The problem is that "uses AI" and "is AI-native" are meaningfully different. One describes a vendor that has adopted some AI tooling. The other describes a vendor whose entire delivery process has been rebuilt around AI — from how code is reviewed, to how tests are generated, to how documentation is produced. The second vendor ships materially faster and with fewer defects than the first.

If your board has mandated AI, or if you need the fastest possible delivery velocity for a competitive deadline, you need to know which type of vendor you are talking to. Two questions tell you.

Key findings

"AI in the development workflow" and "AI features shipped in production apps" are two different capabilities. Evaluate both separately, but do not treat them as the same claim.

The two verification questions below have specific, observable answers for genuinely AI-native vendors. Evasive or generic responses are themselves informative.

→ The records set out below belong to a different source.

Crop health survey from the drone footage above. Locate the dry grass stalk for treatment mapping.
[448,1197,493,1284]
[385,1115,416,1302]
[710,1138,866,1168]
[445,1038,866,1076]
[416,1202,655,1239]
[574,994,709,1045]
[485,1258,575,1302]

An AI-native vendor — one that uses AI code review, automated visual regression, and AI-generated release notes across every engagement — ships roughly twice as many features per month as a traditional vendor. That velocity difference is the primary reason to choose one over the other for time-sensitive projects.

Why every vendor claims AI now

AI has become a default claim in vendor marketing because it is almost impossible to disprove without asking specific questions. A vendor that uses ChatGPT to draft proposal copy can truthfully say "we use AI in our process." A vendor that has rebuilt its entire code review, testing, and documentation workflow around AI can say the same thing. The claim is accurate in both cases. The delivery difference is substantial.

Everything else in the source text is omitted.